There are so many variations on ‘alone’ and I wonder sometimes if we muddle ‘solitude’ and ‘lonely’. I was alone ten days ago when my daughter married in a civil service in London. For various reasons I could not share her day, one which will be repeated in full pomp and ceremony next year on the other side of the world, and when we will be together as a family. But my husband and son were with her, and I revelled in sharing a few moments on the phone as she was taxied to the registry office. Relaxed but excited she was also cognisant of her mother’s wobbly voice across the Atlantic, and assured me I would be missed. Strangely, after our chat, I did not feel lonely but just delighted by her happiness. Text messages and photos skimmed across the ocean and the next day we dissected the event over the ether.
There are so many ways of being lonely. Divorce and death make us lonely, longing for the companionship that once was shared. But the reality is marriage can also be lonely. Sitting across a shared space with little to fill the space. I believe I would rather be alone, and possibly lonely, than sharing space with someone and feeling lonely.

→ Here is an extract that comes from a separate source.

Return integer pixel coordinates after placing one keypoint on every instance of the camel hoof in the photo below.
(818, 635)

Then I wonder, as I watch the shimmering ripples coming from mast lights dancing across the harbour, does being alone sometimes, whether enforced or chosen, really contribute to a greater appreciation of those we love? The axiom ‘distance makes the heart grow fonder’ must have come from somewhere. In a long marriage I have spent many days and weeks alone and yet have rarely felt lonely. I had children to divert me but that can be a lonely time; when the responsibility for their wellbeing and the consistency required for effective parenting weighs heavy at the end of each day. One of the reasons I have such admiration for those bringing up children, truly alone. I at least knew my husband would return from wherever he was in the world to wherever we were currently living, and that he always supported me.

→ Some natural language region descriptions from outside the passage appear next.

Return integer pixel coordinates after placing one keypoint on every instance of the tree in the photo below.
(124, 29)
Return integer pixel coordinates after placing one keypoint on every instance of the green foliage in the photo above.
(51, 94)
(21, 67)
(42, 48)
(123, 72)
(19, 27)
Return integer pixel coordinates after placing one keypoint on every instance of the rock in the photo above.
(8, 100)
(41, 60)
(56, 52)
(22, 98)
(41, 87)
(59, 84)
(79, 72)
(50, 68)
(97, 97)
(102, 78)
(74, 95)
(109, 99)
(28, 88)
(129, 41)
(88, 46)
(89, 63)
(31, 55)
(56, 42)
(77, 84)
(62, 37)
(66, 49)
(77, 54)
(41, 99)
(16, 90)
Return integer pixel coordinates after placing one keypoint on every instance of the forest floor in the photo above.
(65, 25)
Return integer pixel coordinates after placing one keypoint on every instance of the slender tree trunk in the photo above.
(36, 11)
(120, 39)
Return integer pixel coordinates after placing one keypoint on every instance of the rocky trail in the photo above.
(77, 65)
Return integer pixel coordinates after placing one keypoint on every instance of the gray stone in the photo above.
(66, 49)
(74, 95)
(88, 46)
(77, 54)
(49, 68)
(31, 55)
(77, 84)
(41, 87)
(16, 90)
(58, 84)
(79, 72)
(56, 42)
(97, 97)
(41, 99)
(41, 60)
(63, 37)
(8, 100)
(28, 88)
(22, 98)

I wonder is it because I was brought up an only child that I can enjoy solitude? Has that contributed to my ability to float between tribes, never truly belonging to any, and yet happy to merge with many? My friendships have never been defined by any one group of people but rather by a melange of characters dipping in and out of my life.
And yet, just sometimes, I wonder what it would be like to truly belong, to live in one spot for a lifetime. To know, and be known by, the butcher, the baker and the candlestick maker; to be able to walk down the street and know each passer by rather than knowing the people who sell their wares to you will only be familiar for short periods of time; rather than being the new woman on the block every few years.
But that, being known by all and sundry, I think could also be lonely. How many of those people I wonder really know you now, are not just basing their knowledge on routines and assumptions formed from childhood. Could that familiarity, over the years, become confining and no longer comforting.
Is that I wonder why the divorce rate for women over fifty is the highest it has ever been. Women wanting to break free from a mould, maybe set over the years with their tacit agreement but who, as children leave home, look across the coffee table to a partner and feel both alone and lonely.
The bats are swooping, kamikaze-style, through the palm trees and occasionally one flits across the terrace, cutting off the corner of his flight. Laughter is rippling over the bay and as I sip my wine I think of my daughter, now married. I realise my greatest wish is for her to be with her husband and never be lonely.